BREF...Je disais donc (je continue comme si de rien n'était) que je n'étais pas vraiment séduite par ce livre. Le résumé ne m'a pas non plus attirée. En l'entamant, le prologue m'a électrocutée, j'aime les drames familiaux et les histoires qui racontent l'enfance des personnages. Je peux vous dire que je suis satisfaite. Une famille ordinaire, modeste, (nous sommes dans les années 70) , un drame a lieu et tout part en éclat: Maman et enfants sont séparés. Nous allons grandir avec Sébastien et vivre son traumatisme psychique. Grand (Adulte) Sébastien, papa de deux fillettes(leur maman est morte noyée) va rencontrer Claire qui est à elle seule un cas particulier (elle a tué son mari). Pff j'ai étouffé dans ce climat psychopathique. Les personnages traînent un passé désastreux et triste. Nous allons lire en alternance le quotidien de Seb, Claire et Léa (la fille de Seb) Nous allons connaître à travers les souvenirs, Valérie la soeur de Seb, une fille "angoissante" [ des images flippantes défilaient sous mes yeux]. J'ai tourné les pages avec cette peur de découvrir des choses et l'envie de confirmer d'autres. J'avoue qu'à un moment j'ai deviné le pourquoi du comment mais certains éléments que l'auteur envoyait au compte-goutte pour faire durer le suspens , semaient le doute en moi.

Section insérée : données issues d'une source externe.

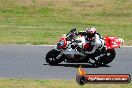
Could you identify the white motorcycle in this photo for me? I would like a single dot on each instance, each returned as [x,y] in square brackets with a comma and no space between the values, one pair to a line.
[74,50]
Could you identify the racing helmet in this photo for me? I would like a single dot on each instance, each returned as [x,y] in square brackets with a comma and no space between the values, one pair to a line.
[90,33]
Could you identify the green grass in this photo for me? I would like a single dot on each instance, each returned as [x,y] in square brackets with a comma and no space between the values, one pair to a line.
[44,21]
[16,83]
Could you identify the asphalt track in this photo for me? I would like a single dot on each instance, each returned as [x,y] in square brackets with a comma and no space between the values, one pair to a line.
[27,62]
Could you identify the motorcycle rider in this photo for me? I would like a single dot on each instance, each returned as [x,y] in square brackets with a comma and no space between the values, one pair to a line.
[96,40]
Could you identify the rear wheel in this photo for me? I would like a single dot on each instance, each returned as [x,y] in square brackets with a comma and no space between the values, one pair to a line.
[51,57]
[107,58]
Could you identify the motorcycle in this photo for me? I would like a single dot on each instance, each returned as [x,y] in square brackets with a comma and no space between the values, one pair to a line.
[74,50]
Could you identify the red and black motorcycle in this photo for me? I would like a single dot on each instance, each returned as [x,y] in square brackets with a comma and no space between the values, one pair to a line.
[74,50]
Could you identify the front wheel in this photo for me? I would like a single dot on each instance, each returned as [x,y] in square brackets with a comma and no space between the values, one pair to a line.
[51,57]
[107,58]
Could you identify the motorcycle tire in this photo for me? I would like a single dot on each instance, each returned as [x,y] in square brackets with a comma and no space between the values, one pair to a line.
[51,57]
[107,58]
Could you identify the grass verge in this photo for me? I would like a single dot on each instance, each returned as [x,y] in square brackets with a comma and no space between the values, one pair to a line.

Bon pour être honnête, côté thriller psychologique j'ai lu mieux mais il y a ce petit truc que je n'arrive pas à nommer qui me fait dire que je lirai certainement un autre titre de l'auteur juste pour le plaisir de me laisser prendre au jeu , c'est à dire : pister les indices et essayer de trouver les réponses à mes questions. La construction psychologique des personnages qui peut paraître glauque, a donné de la force au livre. Ressentir de la tristesse, un pincement au coeur tout au long de la lecture est un bon point pour son auteur.


Roman mélancolique 
(A ne pas lire si vous n'avez pas le moral)
















Léa  : elle fait un peu "trop" mâture pour son âge mais je pense que ce n'est nullement exagéré vu le contexte. J'ai vite aimé ce petit personnage 👀



Né à Paris en 1971, François-Xavier Dillard a fait des études de droit et de gestion avant d'intégrer un grand groupe énergétique français au service des ressources humaines puis à la communication. Il est l'auteur de Un vrai jeu d'enfant et Fais-le pour maman, parus chez Fleuve noir. Après Austerlitz 10.5, co-écrit avec Anne-Laure Beatrix, Ne dis rien à papa est son deuxième roman à paraître chez Belfond.